-
-
Notifications
You must be signed in to change notification settings - Fork 29
Description
In order to make function evaluation properly lazy, all functions (e.g. matmul) should be implemented as LazyUDFs.
Secondly, the lazyexpr machinery of compute should loop over chunks of the result. Each function must then decide what slices of the operands are necessary to form the corresponding result chunk (as matmul currently does internally).

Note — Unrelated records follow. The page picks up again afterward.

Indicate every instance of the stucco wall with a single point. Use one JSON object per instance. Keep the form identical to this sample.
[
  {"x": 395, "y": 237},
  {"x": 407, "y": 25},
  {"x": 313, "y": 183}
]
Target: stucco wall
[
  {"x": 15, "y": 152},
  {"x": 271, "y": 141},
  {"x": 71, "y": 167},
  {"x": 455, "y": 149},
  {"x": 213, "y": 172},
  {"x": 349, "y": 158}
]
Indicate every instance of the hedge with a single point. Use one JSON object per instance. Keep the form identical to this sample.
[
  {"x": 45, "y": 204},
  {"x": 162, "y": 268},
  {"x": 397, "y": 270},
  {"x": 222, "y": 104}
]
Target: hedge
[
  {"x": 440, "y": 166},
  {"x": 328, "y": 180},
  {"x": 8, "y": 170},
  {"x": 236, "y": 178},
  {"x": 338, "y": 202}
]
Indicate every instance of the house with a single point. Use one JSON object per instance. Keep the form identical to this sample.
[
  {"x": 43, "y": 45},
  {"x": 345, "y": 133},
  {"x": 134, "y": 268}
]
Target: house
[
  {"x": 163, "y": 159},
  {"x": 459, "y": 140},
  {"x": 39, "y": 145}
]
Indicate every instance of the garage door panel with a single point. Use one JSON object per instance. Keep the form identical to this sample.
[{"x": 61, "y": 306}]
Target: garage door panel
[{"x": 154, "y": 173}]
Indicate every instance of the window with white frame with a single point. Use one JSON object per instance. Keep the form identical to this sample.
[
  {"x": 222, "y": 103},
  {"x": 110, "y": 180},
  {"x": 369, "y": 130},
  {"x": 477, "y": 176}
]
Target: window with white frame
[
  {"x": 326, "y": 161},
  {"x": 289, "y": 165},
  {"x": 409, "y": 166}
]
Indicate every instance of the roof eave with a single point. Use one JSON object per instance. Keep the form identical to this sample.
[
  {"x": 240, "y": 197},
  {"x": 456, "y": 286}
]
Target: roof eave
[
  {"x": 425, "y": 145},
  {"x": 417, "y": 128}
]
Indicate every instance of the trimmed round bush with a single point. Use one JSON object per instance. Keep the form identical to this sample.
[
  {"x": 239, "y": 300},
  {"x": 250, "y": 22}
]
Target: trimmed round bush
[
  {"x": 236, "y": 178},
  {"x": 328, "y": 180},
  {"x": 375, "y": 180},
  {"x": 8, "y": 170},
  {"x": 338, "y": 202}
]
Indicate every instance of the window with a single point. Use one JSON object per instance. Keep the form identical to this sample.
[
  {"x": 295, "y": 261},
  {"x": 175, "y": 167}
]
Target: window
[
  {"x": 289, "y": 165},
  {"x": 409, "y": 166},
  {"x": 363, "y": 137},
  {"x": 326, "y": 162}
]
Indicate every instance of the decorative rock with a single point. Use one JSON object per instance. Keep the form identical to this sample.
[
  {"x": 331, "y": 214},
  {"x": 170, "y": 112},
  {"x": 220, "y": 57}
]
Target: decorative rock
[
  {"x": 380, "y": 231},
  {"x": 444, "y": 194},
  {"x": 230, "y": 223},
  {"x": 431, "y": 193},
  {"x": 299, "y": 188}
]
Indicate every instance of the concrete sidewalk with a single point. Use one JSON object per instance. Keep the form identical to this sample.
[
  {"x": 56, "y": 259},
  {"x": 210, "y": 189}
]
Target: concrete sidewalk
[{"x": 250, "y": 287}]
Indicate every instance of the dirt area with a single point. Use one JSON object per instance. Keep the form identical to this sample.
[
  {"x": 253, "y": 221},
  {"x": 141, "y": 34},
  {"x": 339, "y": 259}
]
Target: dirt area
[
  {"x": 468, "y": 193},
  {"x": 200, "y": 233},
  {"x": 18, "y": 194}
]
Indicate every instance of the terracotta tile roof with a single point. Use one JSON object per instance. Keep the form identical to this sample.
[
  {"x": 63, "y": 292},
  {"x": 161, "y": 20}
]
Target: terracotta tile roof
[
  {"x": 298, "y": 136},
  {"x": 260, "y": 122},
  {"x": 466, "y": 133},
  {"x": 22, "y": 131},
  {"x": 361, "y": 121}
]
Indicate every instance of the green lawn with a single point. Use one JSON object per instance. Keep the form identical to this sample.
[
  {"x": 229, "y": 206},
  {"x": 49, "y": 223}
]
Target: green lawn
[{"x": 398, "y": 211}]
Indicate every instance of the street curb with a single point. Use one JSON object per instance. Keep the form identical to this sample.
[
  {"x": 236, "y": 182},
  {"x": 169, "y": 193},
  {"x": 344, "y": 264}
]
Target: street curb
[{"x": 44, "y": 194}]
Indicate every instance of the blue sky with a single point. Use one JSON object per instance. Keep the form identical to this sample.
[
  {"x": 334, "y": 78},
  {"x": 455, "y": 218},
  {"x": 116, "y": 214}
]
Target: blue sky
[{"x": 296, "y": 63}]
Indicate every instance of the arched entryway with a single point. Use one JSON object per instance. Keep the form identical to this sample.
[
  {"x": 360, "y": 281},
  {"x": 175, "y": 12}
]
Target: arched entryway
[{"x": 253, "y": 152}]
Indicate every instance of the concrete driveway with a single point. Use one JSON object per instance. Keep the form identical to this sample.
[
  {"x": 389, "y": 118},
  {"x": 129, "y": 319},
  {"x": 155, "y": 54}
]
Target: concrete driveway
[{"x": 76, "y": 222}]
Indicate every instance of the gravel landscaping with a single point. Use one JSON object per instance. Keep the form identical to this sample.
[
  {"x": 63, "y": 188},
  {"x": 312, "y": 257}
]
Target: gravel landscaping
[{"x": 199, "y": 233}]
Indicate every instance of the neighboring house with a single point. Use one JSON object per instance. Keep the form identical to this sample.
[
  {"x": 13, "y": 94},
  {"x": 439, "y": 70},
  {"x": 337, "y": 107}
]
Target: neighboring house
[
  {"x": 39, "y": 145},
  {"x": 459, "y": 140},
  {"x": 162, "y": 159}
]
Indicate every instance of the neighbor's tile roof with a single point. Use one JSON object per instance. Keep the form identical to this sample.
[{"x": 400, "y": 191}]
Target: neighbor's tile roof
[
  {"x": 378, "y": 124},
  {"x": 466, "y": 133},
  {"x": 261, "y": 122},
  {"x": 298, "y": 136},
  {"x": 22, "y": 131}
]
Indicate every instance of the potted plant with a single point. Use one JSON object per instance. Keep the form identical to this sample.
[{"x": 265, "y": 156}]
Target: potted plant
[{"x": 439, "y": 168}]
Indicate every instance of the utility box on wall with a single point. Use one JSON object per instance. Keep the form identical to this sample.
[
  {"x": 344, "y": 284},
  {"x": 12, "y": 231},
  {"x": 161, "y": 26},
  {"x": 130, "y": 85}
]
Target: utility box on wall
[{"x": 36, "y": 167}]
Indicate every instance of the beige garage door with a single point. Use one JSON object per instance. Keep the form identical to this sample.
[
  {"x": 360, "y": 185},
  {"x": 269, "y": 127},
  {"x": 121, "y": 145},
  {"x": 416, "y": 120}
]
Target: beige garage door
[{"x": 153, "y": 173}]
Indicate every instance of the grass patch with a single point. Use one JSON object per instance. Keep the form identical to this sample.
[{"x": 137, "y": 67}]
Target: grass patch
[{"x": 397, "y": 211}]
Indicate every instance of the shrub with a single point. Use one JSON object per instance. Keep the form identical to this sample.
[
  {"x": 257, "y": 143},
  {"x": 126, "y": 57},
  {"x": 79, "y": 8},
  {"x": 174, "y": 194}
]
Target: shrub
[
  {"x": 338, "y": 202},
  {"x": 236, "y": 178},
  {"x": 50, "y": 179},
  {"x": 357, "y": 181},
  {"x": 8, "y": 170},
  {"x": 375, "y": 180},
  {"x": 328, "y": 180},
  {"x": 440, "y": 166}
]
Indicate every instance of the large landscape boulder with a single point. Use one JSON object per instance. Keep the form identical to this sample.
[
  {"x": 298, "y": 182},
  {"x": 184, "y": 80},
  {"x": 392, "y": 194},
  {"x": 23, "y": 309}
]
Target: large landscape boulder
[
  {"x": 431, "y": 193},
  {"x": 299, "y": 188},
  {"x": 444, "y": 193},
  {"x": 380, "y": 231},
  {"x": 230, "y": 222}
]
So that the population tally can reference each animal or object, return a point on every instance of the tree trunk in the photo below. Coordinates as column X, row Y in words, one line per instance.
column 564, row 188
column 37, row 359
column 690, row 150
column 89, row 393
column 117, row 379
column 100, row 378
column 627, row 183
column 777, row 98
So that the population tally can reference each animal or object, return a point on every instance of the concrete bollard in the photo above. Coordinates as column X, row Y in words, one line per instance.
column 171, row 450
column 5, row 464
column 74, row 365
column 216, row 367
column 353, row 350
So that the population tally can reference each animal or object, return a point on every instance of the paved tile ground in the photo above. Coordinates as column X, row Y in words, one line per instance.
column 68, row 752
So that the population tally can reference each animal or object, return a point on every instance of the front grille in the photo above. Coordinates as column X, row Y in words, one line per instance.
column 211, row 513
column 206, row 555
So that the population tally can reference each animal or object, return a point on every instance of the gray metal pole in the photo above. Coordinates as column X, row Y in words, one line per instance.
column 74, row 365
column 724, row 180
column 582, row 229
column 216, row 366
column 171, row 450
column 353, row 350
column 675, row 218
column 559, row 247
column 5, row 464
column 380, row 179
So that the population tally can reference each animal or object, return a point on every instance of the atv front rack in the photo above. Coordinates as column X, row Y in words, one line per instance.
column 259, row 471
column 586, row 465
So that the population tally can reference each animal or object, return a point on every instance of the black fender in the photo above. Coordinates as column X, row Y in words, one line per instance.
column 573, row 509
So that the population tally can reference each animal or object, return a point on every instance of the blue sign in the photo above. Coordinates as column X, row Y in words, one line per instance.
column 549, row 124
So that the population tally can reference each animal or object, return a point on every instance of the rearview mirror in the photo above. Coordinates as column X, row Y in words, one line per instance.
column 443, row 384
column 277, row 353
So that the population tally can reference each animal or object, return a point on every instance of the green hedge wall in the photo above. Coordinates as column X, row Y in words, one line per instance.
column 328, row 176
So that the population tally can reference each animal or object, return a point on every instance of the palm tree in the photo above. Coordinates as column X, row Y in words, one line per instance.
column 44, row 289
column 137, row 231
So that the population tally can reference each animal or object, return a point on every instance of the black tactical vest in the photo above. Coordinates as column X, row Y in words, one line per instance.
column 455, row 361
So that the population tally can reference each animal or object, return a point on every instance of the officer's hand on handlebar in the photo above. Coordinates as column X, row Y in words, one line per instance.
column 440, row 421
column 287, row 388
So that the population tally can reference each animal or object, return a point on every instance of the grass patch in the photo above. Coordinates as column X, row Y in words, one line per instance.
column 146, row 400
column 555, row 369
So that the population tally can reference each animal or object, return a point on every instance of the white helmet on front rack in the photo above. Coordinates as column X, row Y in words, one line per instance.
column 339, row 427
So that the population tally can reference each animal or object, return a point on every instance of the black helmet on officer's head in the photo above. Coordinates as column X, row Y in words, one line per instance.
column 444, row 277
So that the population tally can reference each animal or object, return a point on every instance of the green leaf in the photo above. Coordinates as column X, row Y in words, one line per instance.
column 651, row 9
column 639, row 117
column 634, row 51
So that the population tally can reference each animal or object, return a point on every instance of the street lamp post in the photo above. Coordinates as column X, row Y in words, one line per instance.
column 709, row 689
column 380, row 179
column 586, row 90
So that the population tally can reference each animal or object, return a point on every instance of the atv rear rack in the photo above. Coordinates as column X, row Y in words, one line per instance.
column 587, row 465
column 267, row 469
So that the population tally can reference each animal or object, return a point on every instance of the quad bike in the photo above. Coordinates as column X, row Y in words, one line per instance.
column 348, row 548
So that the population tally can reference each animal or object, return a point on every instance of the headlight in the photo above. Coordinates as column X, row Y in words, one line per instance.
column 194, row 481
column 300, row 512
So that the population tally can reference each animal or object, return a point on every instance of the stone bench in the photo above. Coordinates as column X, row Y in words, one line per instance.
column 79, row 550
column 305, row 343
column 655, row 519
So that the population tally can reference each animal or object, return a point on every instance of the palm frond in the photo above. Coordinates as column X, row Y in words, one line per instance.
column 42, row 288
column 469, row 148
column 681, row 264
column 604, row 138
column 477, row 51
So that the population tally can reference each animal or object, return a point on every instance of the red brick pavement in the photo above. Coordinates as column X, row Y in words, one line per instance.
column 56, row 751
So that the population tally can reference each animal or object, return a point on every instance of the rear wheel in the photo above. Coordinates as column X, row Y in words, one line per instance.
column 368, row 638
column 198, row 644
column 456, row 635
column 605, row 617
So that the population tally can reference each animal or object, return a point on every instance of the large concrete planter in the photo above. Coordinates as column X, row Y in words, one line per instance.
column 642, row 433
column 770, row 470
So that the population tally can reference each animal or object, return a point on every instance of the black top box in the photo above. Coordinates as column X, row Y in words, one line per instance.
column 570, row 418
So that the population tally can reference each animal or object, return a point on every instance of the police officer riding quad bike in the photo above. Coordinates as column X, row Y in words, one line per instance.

Then, upon evaluation, although the expression evaluates term-by-term, it does not compute the full result for e..g matmul before proceeding to the next term, but only for the necessary chunk(s) of output. Thus there is a higher chance of cache hits (not the case currently for eager execution of linalg and reductions).
Should be possible to handle even something like "matmul(sum(a,axis=1), b)" by passing the desired slice from matmul->sum, which treats the asked-for-slice as a desired output slice and handles accordingly.
This would avoid large in-memory temporaries for example when calculating from eagerly executed linear algebra functions e.g. in "matmul(a, b) + b".
Problems:
1 - reductions could be a problem since for example "sum(a) + a" for the chunks of output would recalculate the scalar "sum(a)" for each chunk of output. This could be avoided by using some kind of result cache for reductions.
2 - naturally, numexpr would always be faster since it compiles the expression into bytecode. Thus we should make sure that, when possible, we still use numexpr preferentially (for most elementwise funcs).